Mello no necesitaba preocuparse por él y lo que a menudo llamaba "fidelidad". Nunca había estado del todo seguro acerca de su significado, pero sí sabía que aquella lealtad que Matt le profesaba siempre que encontrara oportunidad, nunca desaparecería; lo sabía. Jamás se había molestado en pedir algo semejante y tampoco estaba convencido de quererlo, y aunque su mejor amigo resultara insoportable durante las infinitas tardes de verano e irrumpiera su sueño en medio de las noches más frías de invierno, tampoco se había dignado a rechazarlo. Se contentaba con ignorar el hecho de que existiese aquella extraña relación entre ambos y, si bien no lo admitiría hasta el día de su muerte, una parte ínfima de su ser esbozaba una sonrisa sincera siempre que Matt apareciese en los momentos más inoportunos, dispuesto a obsequiar su vida entera con tal de impedir que una mísera lágrima asomase en los ojos de Mello.
Sabía que podría llamarlo desde su habitación y Matt, así estuviese en el extremo opuesto del orfanato, batiría su último récord de velocidad por acudir en su ayuda; el reloj podría marcar las tres de la madrugada, y si un antojo voraz de chocolates apuñalaba a Mello por la espalda cuando su cajón estuviese vacío de envoltorios, su fiel compañero no dudaría en recorrer cada esquina de la ciudad en busca de una tienda abierta donde pudiera contentar su hambre. No importaba lo difícil de la situación ni el capricho imposible que atacase a Mello; Matt había logrado saciar cada uno de ellos, sin excepción. Siempre.
Hasta que aquel Lunes de lluvia incesante amaneció, y un grito rabioso quebró el apacible silencio de la mañana.
-¡Matt! -vociferó Mello mientras atravesaba un corredor desolado-¡Dónde mierda estás, Matt!
Acababa de dejar atrás una puerta de tantas otras cuando creyó oír un par de voces al otro lado. Volvió sobre la marcha y, lo más silenciosamente que sus pasos se lo permitieron sobre la madera añejada, se acurrucó junto a ella en un intento de atrapar las palabras con el oído izquierdo.
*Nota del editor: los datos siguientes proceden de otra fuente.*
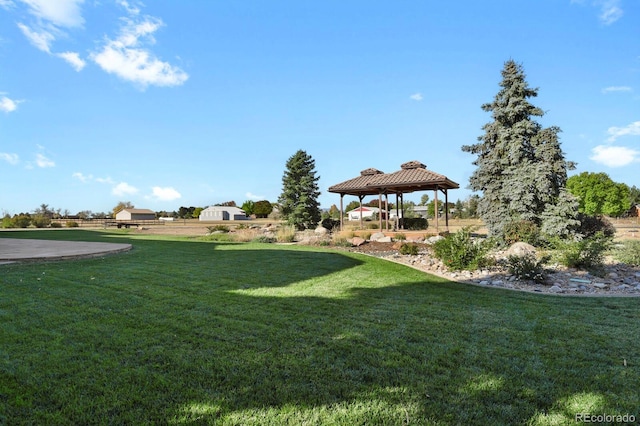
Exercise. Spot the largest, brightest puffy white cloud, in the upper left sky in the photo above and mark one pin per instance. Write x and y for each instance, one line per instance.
(128, 59)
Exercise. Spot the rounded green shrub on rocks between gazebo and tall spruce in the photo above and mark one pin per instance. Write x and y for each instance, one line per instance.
(459, 251)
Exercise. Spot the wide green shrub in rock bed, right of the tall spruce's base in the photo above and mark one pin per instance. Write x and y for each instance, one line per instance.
(587, 253)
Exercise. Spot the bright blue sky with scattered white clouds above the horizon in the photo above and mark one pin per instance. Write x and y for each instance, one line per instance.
(192, 103)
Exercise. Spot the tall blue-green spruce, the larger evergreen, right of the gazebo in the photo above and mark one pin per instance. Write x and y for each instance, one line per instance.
(521, 169)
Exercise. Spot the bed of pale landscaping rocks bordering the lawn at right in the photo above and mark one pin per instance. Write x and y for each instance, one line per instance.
(616, 279)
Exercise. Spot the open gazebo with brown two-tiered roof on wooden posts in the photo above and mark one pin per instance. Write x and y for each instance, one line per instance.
(412, 176)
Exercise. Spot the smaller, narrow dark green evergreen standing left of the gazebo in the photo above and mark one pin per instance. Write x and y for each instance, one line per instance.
(299, 198)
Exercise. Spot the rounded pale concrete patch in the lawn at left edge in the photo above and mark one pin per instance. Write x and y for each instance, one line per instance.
(21, 250)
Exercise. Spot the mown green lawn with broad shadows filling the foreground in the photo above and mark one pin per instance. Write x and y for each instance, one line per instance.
(182, 331)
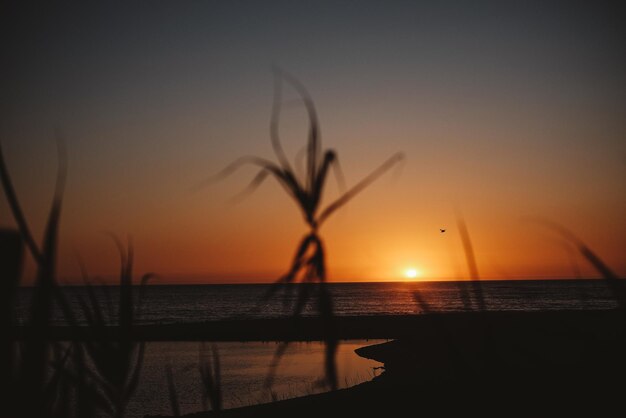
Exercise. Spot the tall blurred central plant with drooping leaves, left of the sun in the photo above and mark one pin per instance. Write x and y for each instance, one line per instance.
(308, 265)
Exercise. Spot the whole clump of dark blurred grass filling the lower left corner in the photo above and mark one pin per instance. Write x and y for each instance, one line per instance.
(89, 375)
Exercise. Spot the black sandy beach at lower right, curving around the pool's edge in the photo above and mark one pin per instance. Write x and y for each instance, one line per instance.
(498, 364)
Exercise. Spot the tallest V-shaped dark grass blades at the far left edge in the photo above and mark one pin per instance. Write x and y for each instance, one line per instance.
(30, 392)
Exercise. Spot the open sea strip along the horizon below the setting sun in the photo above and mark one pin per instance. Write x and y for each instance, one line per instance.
(197, 303)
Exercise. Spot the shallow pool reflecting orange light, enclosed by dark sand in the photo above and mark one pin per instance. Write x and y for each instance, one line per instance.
(244, 369)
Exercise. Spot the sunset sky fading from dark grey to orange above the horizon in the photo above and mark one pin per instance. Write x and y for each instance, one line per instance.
(505, 111)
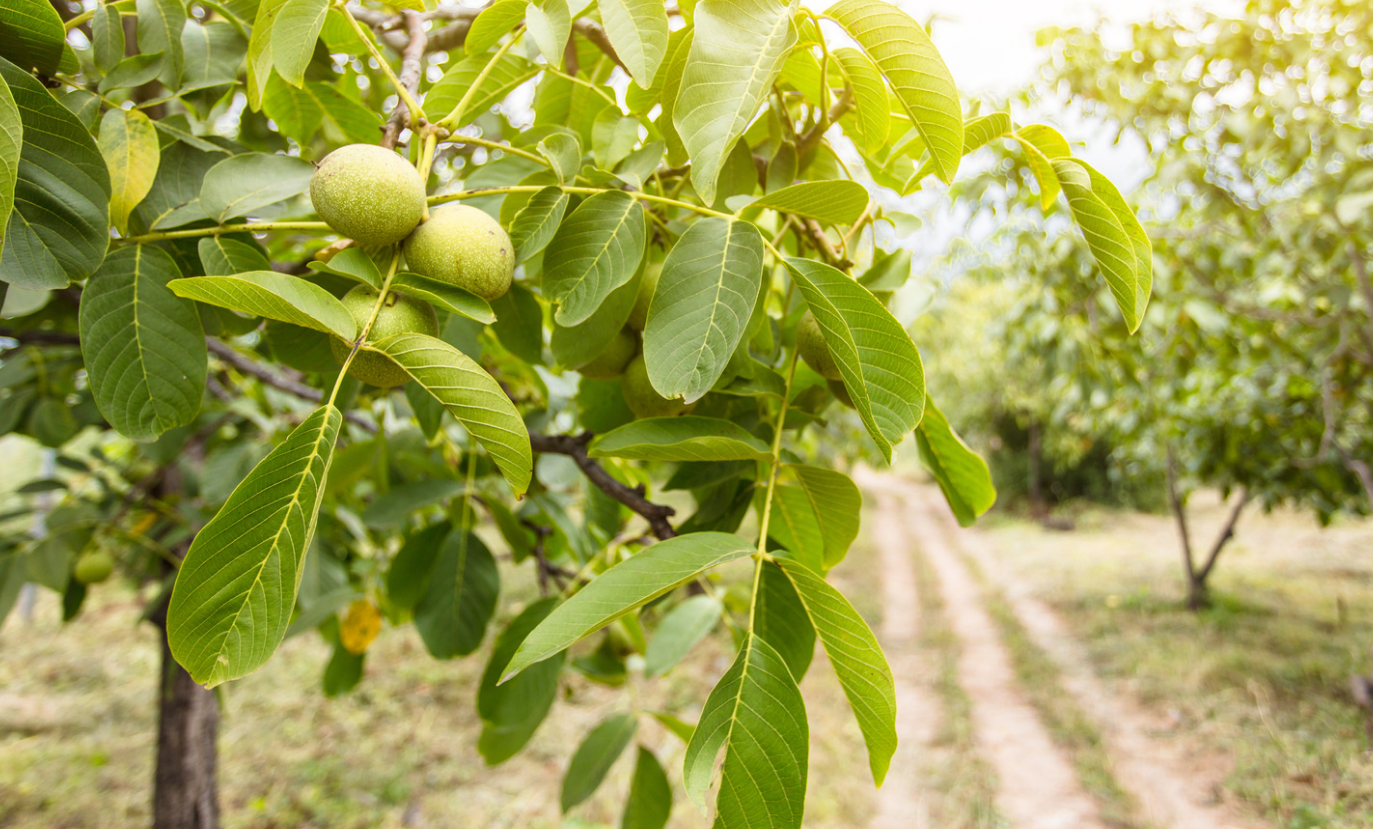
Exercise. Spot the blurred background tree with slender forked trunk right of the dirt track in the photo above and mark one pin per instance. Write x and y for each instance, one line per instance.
(1251, 373)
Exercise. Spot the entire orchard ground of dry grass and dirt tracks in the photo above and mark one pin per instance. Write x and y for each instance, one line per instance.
(1046, 679)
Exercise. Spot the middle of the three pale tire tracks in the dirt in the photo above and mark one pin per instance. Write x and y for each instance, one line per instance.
(1037, 786)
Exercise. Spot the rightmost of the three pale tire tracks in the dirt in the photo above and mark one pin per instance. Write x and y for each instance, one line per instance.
(1175, 790)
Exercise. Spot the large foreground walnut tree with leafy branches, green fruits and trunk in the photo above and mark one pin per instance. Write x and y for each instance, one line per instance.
(676, 211)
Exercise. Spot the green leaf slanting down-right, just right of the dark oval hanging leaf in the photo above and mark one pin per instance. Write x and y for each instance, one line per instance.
(879, 364)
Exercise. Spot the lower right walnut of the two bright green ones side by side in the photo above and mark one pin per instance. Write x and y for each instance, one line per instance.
(462, 246)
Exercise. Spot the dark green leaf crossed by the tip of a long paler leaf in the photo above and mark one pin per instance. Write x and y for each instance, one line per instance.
(513, 712)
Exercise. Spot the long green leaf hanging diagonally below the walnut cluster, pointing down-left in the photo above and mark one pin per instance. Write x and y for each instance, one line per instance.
(237, 585)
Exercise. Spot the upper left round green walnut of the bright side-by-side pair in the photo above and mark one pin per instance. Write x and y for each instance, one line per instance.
(369, 194)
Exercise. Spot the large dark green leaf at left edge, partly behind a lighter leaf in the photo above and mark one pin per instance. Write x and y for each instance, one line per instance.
(60, 229)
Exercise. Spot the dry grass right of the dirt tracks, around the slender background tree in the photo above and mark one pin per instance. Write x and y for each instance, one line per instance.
(1262, 677)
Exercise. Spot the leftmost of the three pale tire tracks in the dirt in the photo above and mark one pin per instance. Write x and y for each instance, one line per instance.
(901, 804)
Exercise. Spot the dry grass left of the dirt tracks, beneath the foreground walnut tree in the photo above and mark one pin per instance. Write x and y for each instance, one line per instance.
(78, 734)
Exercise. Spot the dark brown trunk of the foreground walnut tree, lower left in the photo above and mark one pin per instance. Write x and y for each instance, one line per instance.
(186, 786)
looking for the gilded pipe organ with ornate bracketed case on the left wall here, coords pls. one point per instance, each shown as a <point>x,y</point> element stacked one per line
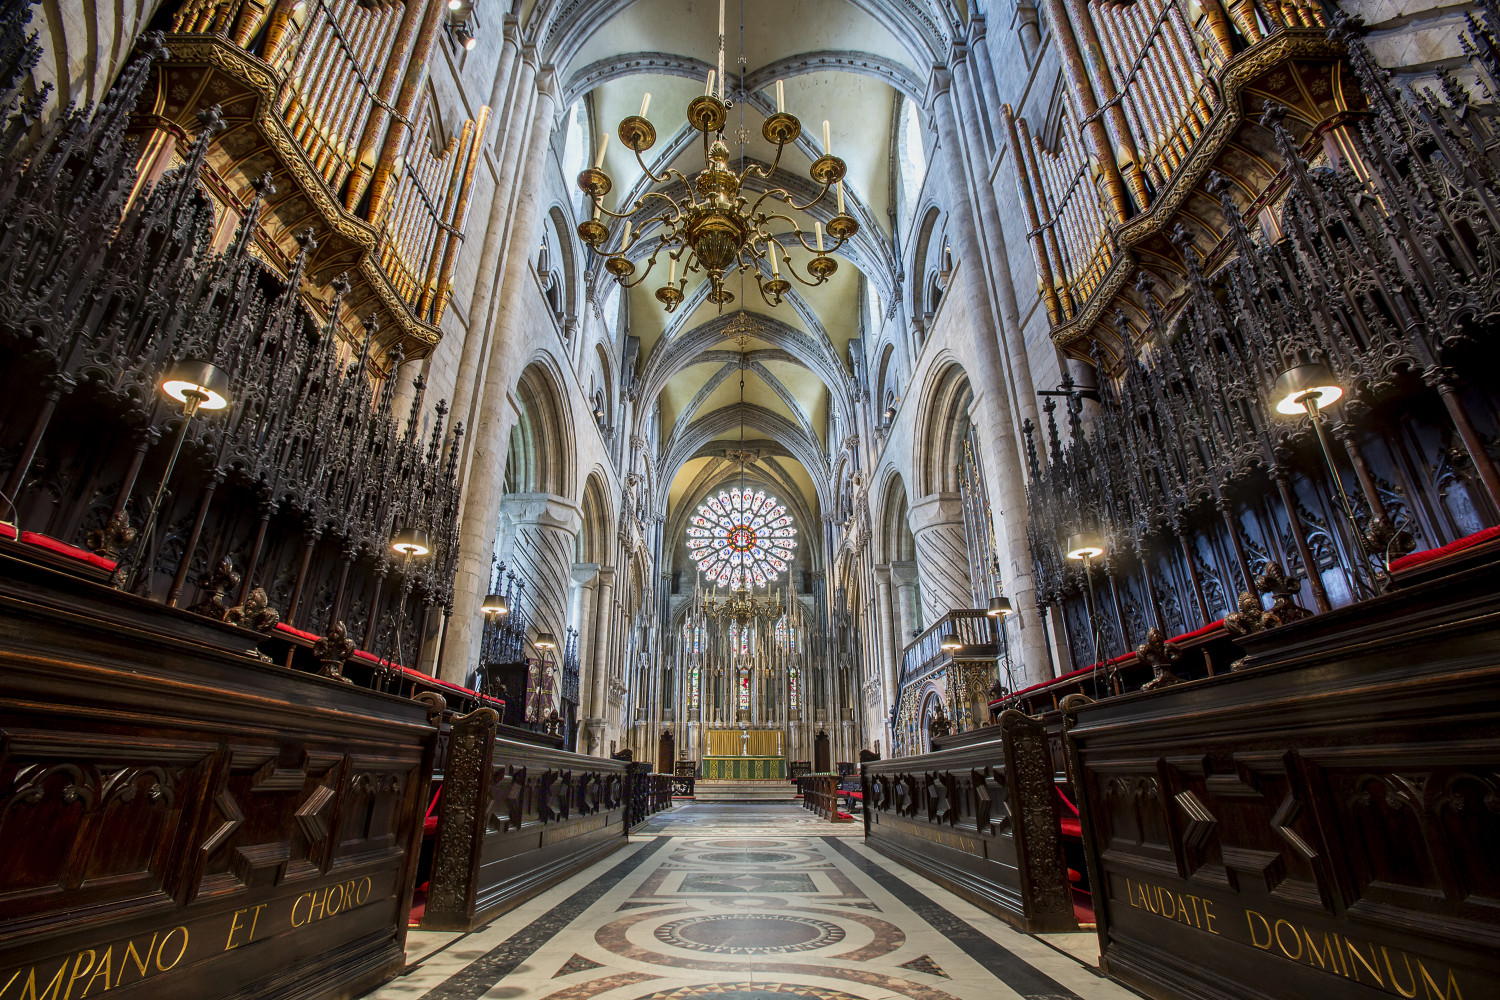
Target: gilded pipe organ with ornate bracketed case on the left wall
<point>329,101</point>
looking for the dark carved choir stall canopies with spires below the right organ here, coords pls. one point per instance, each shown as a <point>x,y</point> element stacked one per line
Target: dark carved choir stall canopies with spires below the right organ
<point>1382,269</point>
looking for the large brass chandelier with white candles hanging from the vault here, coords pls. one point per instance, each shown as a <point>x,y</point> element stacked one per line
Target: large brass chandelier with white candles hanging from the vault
<point>712,227</point>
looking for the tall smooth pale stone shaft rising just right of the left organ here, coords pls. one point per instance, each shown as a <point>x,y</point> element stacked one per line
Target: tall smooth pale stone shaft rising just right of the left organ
<point>493,422</point>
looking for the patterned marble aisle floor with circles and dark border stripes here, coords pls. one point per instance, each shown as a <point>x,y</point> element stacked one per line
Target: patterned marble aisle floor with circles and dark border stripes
<point>749,903</point>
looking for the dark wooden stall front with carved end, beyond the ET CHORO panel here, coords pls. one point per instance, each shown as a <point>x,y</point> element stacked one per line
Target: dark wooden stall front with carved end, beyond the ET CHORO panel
<point>515,819</point>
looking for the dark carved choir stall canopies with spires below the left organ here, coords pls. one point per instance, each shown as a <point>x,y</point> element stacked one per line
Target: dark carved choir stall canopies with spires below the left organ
<point>295,490</point>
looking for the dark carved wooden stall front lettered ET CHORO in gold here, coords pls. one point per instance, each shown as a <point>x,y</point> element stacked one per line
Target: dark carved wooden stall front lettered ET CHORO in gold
<point>181,818</point>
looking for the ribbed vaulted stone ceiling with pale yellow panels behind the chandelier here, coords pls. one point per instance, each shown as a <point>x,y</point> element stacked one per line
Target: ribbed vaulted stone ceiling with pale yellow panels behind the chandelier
<point>842,62</point>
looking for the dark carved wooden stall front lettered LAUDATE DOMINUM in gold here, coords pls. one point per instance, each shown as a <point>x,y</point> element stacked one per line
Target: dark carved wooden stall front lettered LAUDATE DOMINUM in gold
<point>1321,824</point>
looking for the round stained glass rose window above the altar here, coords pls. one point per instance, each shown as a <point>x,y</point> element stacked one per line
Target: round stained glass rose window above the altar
<point>742,539</point>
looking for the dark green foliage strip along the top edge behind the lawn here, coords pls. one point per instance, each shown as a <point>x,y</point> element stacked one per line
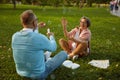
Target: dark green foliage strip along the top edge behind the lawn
<point>56,3</point>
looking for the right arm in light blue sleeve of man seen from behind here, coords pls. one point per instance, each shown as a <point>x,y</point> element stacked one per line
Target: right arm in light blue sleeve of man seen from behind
<point>43,43</point>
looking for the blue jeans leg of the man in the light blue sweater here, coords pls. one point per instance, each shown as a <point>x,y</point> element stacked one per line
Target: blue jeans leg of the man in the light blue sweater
<point>53,63</point>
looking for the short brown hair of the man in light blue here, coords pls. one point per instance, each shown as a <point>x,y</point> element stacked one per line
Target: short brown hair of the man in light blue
<point>27,17</point>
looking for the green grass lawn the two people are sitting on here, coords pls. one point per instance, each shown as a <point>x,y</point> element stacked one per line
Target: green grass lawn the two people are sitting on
<point>105,42</point>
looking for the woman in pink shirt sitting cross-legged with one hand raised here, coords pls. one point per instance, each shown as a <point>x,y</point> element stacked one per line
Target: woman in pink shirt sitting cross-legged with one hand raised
<point>78,38</point>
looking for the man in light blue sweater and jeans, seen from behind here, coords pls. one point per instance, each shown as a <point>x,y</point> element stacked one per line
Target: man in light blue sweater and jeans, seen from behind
<point>28,49</point>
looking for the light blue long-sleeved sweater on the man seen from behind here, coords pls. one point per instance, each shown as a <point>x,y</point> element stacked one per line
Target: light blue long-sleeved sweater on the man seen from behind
<point>28,52</point>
-Tú siempre estás linda...Linda -soltó una de las voces en un tono particularmente empalagoso.
-Qué gracioso, Matt -rió la segunda voz, femenina y de una naturaleza amigable-Tú siempre tan divertido.
-No es un chiste muy bueno, ¿verdad?
-No...pero aun así me gustas mucho -respondió Linda, y Mello pudo imaginarla con una enorme sonrisa en los labios.
Por mucho que aguzara el oído, fue incapaz de oír más que un vasto silencio luego de aquellas últimas palabras reveladoras. Un híbrido entre el odio y la congoja nació dentro suyo; se descubrió a sí mismo corriendo por el mismo pasillo en el que había buscado a Matt minutos atrás, rabioso, y se arrepintió inevitablemente de haber despertado temprano aquella mañana que parecía brillar para el mundo entero, mas no para él.
Cerró la puerta de su habitación con un portazo que alcanzó cada rincón del orfanato. Las manos le temblaban con frenesí y mantener la mirada intacta comenzaba a exigir una fuerza de voluntad que no poseía del todo; el gusto óxido de la sangre lo desconcertó hasta que percibió la forma furiosa e inconsciente en que se mordía los labios. No era la angustia que lo invadía aquello que despertó en él, a su vez, una furia incontenible; era la ausencia de sentido de aquella misma angustia que nació al comprender, luego de segundos de una incertidumbre dolorosa tras una puerta maldita, que Matt y Linda se habían besado apasionadamente mientras él perdía el tiempo espiándolos del otro lado del muro.
Resultaba una actitud patética enfadarse ante el beso de dos personas que, en cuanto al amor, poco y nada tenían que ver con él. Matt ocupaba el papel de su mejor amigo, su siempre atento y servicial compañero; era quien, pese a que Mello lo mandara al Diablo con una frecuencia preocupante, siempre estaría cuidándole las espaldas. Comprendía por qué no se había molestado en contarle su nuevo romance con Linda, si es que no llevaban meses saliendo a escondidas; pocas veces le prestaba la atención merecida y era cuestión de tiempo que Matt acabara aburriéndose de hablarle a las paredes siempre que intentara comunicarle lo que fuera. De todas formas, sus cuestiones del amor no concernían a Mello en lo más mínimo.